Faculty, staff, and students of the College gathered on April 12, 2016, to recognize the many contributions of the members of our community this year to the College’s mission of teaching, service, and original creative work. Over 150 people gathered for a ceremony recognizing outstanding teachers, student researchers, staff, outreach to the community, and donors to the College.

The Physics & Astronomy Department's Assistant Director Undergraduate Program, Diane Diaferia received the Staff Excellence Award.

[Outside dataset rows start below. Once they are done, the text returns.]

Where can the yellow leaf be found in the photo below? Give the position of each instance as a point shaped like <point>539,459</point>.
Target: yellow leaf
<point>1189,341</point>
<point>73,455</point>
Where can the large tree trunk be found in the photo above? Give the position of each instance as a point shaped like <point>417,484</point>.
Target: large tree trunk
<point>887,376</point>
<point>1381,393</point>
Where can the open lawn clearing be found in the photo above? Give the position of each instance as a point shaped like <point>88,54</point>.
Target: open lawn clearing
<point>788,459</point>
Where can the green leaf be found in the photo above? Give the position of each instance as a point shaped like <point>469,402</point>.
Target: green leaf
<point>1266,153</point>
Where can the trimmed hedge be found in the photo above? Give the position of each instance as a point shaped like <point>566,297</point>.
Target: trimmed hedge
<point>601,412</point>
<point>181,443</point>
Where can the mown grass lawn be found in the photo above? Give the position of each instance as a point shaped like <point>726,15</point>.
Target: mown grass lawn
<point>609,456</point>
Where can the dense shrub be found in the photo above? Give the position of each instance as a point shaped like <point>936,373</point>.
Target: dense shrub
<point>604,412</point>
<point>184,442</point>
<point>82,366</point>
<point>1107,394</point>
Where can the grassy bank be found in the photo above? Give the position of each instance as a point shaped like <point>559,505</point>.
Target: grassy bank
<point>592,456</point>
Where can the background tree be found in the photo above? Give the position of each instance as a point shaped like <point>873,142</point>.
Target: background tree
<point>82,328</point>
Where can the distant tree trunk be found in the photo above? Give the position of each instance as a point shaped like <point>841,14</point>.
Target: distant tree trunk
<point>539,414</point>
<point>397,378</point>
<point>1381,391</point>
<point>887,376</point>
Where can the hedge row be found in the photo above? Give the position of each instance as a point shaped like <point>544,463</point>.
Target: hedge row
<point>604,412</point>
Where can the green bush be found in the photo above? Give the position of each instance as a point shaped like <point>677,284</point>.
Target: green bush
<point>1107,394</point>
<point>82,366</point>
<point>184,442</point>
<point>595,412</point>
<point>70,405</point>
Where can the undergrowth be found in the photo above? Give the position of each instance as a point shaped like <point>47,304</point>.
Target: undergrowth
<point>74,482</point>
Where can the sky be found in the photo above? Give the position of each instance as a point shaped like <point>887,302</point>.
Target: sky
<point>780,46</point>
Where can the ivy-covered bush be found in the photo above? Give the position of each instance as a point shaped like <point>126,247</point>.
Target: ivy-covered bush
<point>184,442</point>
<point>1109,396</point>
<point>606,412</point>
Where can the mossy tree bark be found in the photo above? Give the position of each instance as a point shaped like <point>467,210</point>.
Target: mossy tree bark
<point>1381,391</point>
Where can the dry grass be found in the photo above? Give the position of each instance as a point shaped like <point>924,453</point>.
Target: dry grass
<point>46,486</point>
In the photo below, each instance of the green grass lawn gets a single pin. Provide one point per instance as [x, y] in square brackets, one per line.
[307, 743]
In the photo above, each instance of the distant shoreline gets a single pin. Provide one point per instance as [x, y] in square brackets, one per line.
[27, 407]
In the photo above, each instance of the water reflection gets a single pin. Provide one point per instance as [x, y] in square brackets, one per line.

Recognition of retiring faculty and staff went to: Phillip Allen, Gene Sprouse and Sara Lutterbie.

See more here.

SBU makes the cover of American Journal of Physics  

Education is an important mission of the Stony Brook University. The Astronomy Group at Stony Brook has developed a Michelson-type stellar interferometer for education and is now offering this new lab experiment in the undergraduate and graduate astronomy laboratory courses. Students measure the diameter of the Sun using this radio interferometer in front of the Physics building. This new development is published in the American Journal of Physics and featured on its cover page.

Michelson interferometry is a technique with broad applications in both Physics and Astronomy and has recently been used for the detection of gravitational waves. Michelson stellar interferometer is an application of the same physical concept and is used to date, to directly measure stellar diameters. The Sun is a marginally resolved source for our home-built radio telescope when viewed in single-dish mode, but is well resolved when observed interferometrically. Students compare an intensity scan of the Sun to that of a known point source (a geostationary TV satellite) in single-dish mode and infer the Sun's angular diameter. Then repeat the experiment with the interferometer, recording the Sun's and the satellite's visibility amplitudes as a function of baseline for several different interferometer baselines. The interferometric measurements yield a much more accurate solar diameter.

See more here.

Ultrafast Meets Ultrasensitive  

To study the pure and un-interrupted quantum dynamics of a molecule, you need to isolate the molecule from its neighbors by getting it in the gas phase, preferably cold and free from collisions. You might want to have a few neighbor molecules to see how that affects the dynamics, a few partners joined together in a so-called “cluster”, but you want control over those neighbors so you can make a systematic study.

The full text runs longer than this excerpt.